Local barbecue judges J.A. Bucy and Chris Harmon know their way around a hog.
According to Nashvillian J.A. Bucy, a good barbecue sandwich starts with one thing: a cheap, white bread bun from a plastic bag. Next comes the meat, which Bucy, who is a Kansas City Barbecue Society certified judge, says usually starts out as a pork shoulder thrown on the smoker. Top that off with some coleslaw and a hot-and-spicy vinegar-based sauce, and voila. You’ve got yourself the perfect pulled pork sandwich.
Bucy has been judging barbecue competitions since 2013, and it's what barbecue means to those eating it that's kept him going. “Barbecuing means a lot of things: a meat, an act, an event. But on some level, it’s about the sociology of eating and being around family and being communal," he says. "That’s what’s important to me — the community of it."
Bucy was invited to take a judging class with friend and fellow KCBS judge Chris Harmon, who served as District 26 Metro Councilmember 2011-2015.
"I remember growing up, just about every year around the Fourth of July, my grandfather would get together with a buddy to cook a whole hog on the fire," Harmon says. "They’d go through Friday night and on Saturday around lunch, we’d have pork to eat. He’d invite the county road crew to come out and have barbecue with us, or sometimes we’d package it up and bring it down to them. That is one of my happiest memories surrounding barbecue and probably where my love of it comes from.”
Harmon says he recruited a few other friends, including Bucy, a governmental affairs consultant, and they all drove down to Decatur, Alabama, for the eight-hour class. Since then, they have judged some of the best briskets, ribs, pork butts and chickens the United States has to offer.
In most cases, you have to apply to judge, and with a large amount of competition, there's no guarantee of participation. "You might have to drive two or three hours or longer to participate, and it’s voluntary," Bucy says. "The only compensation is the food, but it’s wonderful."
In the KCBS, judging is done with a double-blind method, meaning neither sides know which chef is behind the barbecue on the platter, or in this case, the nondescript Styrofoam box.
"The KCBS doesn’t teach you as much about how to taste as they do how to properly score the meat. They trust your palate — they want you to understand when something is undercooked or overcooked and then how to properly score if someone had left a toothpick or tin foil," Bucy says.
The judging criteria is based on three things: The appearance of the barbecue, its taste and its tenderness. And that fall-off-the-bone tenderness that everybody seems to love? Harmon explained that in competition, that will get some points knocked off.
“We don’t like to see that in competition because when the meat is falling off, it’s overdone. That’s probably something that’s misunderstood, because you want to be able to take a bite and pull just that bite away,” he says. “And when you’re looking for good barbecue outside of competition, those judging criteria still apply. You want to eat barbecue that looks good, that has a hint of the smoke, a hint of the sauce, and you want to be able to understand what the chef is trying to communicate through their barbecue.”
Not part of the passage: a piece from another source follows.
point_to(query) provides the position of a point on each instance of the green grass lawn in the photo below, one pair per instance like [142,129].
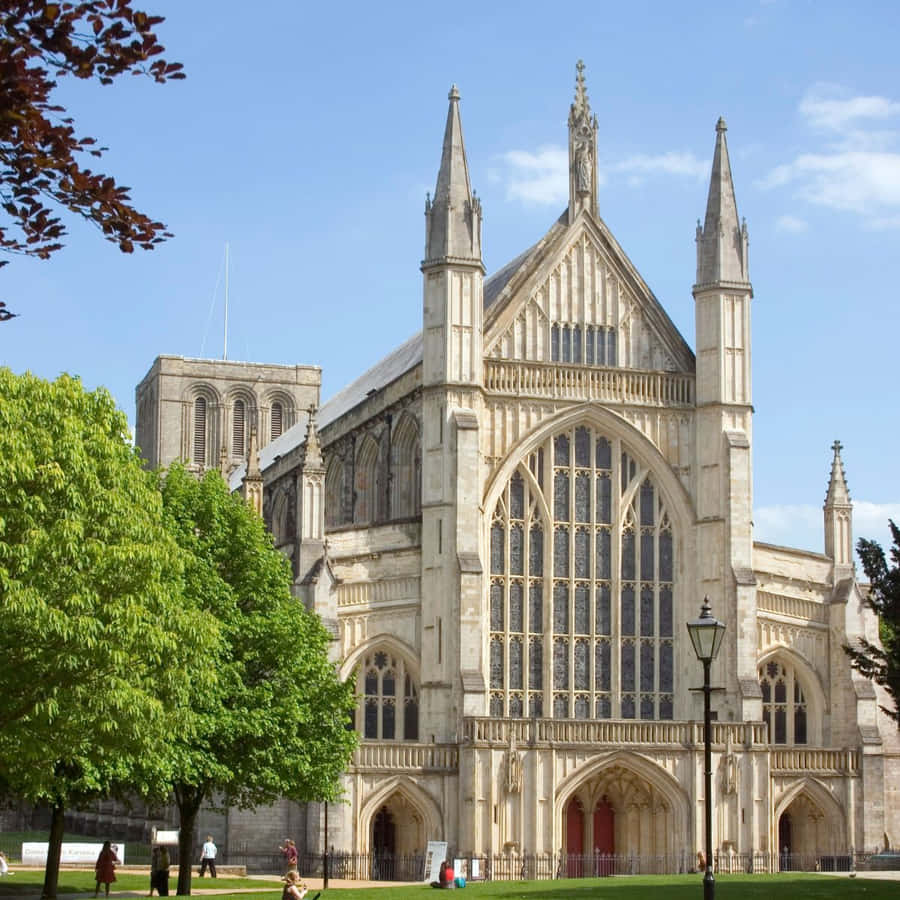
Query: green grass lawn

Sure, there's no compensation for judging, but Harmon says the payoff comes in other ways.
“You would think it would be the eating, right? Having mountains of barbecue brought to you, but the thing I like the most is seeing how different people prepare smoked meats,” he says. Some use a spicy sauce, some want it sweet. "You can taste a difference in the woods they use to smoke the meats. I just love the variety we get to see when we’re judging."
Bucy's favorite part isn’t the food or the preparation; it's still the meaning behind it all. “The South has been traditionally poorer. That is our roots," Bucy says. "In pulled pork and shoulders and the brisket, you’re seeing those cheaper cuts becoming dinner. It’s very much part of our culture as workers and agrarians in the South where we had to have food that was not expensive. It very much speaks to us as a history of all communities across the South.
“Eating economically was important. It’s a fantastic, classic peasant food made beautifully and made into something wonderful. And it’s cool because it’s giving backyard chefs some notoriety.” As for getting good barbecue locally, Harmon and Bucy spread the love around the state and say go all over. And another tip? Don’t try just one meat. “My tip to anyone going to a barbecue restaurant is always to try more than one meat. Pulled pork is good anywhere, and if a place is doing brisket right, it will melt in your mouth,” Bucy says.